Allahu Teâlâ şöyle buyurdu: “Bir deneme olarak sizi hayırla da şerle de imtihan ederiz. Ve siz, ancak bize döndürüleceksiniz.” (Enbiya 35) Mümin daima şöyle düşünür: “Allah benim bu durumda nasıl bir kul olmamı istiyor?” Münafık ise zaten Allah’ı unutmuştur. Olayları Allah’ın hikmetinin yansıması olarak yorumlamaz. Kulluğunu düşünmez. Allah münafıkları şu sözlerle kınamıştır: “Onlar, her yıl bir veya iki kez (çeşitli belâlarla) imtihan edildiklerini görmüyorlar mı? Sonra da ne tevbe ediyorlar ne de ibret alıyorlar.” (Tevbe, 126) Allah’ın şu ibaresine dikkat edelim “Ne de ibret alıyorlar!” Kardeşlerim, ibret alma fırsatını kaçıranlardan olmayalım.

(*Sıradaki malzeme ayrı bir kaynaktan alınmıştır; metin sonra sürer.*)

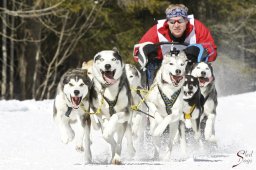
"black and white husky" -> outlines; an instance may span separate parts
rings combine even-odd
[[[124,66],[118,51],[105,50],[94,56],[92,67],[92,109],[101,125],[103,138],[111,145],[113,164],[121,163],[122,140],[131,120],[131,92]]]
[[[136,66],[132,64],[125,64],[125,72],[131,89],[132,104],[139,109],[133,110],[131,120],[133,143],[136,144],[136,153],[139,153],[137,151],[143,151],[148,108],[143,102],[145,93],[142,89],[141,73]]]
[[[169,159],[179,120],[183,112],[183,83],[187,57],[184,52],[177,56],[166,54],[149,90],[147,104],[150,133],[153,135],[155,158],[159,157],[160,135],[169,125],[168,151],[163,159]]]
[[[183,84],[183,115],[180,122],[182,148],[186,148],[185,127],[192,128],[197,142],[201,137],[200,122],[203,114],[204,97],[201,94],[198,79],[192,75],[185,76]]]
[[[217,91],[213,68],[210,63],[200,62],[193,66],[191,75],[198,78],[202,95],[204,96],[204,116],[206,116],[204,137],[207,141],[215,142],[215,118]]]
[[[85,151],[85,163],[91,162],[89,89],[91,80],[87,70],[67,71],[58,84],[54,100],[53,117],[56,121],[63,143],[75,138],[76,150]],[[72,128],[74,123],[76,128]]]

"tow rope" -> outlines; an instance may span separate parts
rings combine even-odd
[[[172,114],[172,107],[174,105],[174,103],[176,102],[178,96],[180,95],[181,89],[179,89],[178,91],[176,91],[175,93],[173,93],[173,95],[171,96],[171,99],[169,99],[164,93],[163,91],[160,89],[159,85],[157,86],[158,90],[160,92],[160,95],[164,101],[165,104],[165,109],[168,115]]]
[[[149,116],[149,117],[151,117],[151,118],[154,119],[154,118],[155,118],[154,116],[152,116],[152,115],[150,115],[150,114],[148,114],[148,113],[146,113],[146,112],[143,112],[142,110],[139,109],[139,107],[142,105],[142,103],[145,103],[145,100],[147,99],[148,95],[149,95],[150,92],[154,89],[154,87],[155,87],[156,85],[157,85],[157,84],[153,84],[153,85],[150,87],[149,90],[141,89],[141,90],[143,90],[143,92],[146,92],[146,95],[145,95],[143,98],[141,98],[140,102],[139,102],[137,105],[132,105],[132,106],[131,106],[131,110],[141,112],[141,113],[143,113],[143,114],[145,114],[145,115],[147,115],[147,116]],[[131,89],[131,90],[132,90],[132,89]],[[136,89],[136,91],[137,91],[137,90],[139,90],[139,89]]]
[[[183,112],[183,114],[184,114],[184,119],[191,119],[192,113],[193,113],[193,111],[195,110],[195,108],[196,108],[196,104],[194,104],[194,105],[190,108],[190,110],[189,110],[188,113]]]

6- Gücümüzün yettiğince yardımda bulunalım

Son olarak kardeşlerim, bu durumda üzerimize düşen kardeşlerimize gücümüzün yettiğince yardımda bulunmaktır. Bilmeliyiz ki musibetler bize onlardan daha uzak değildir. Bu yüzden Rabbimize tevbe etmeliyiz. Esselamu aleykum ve rahmetullah.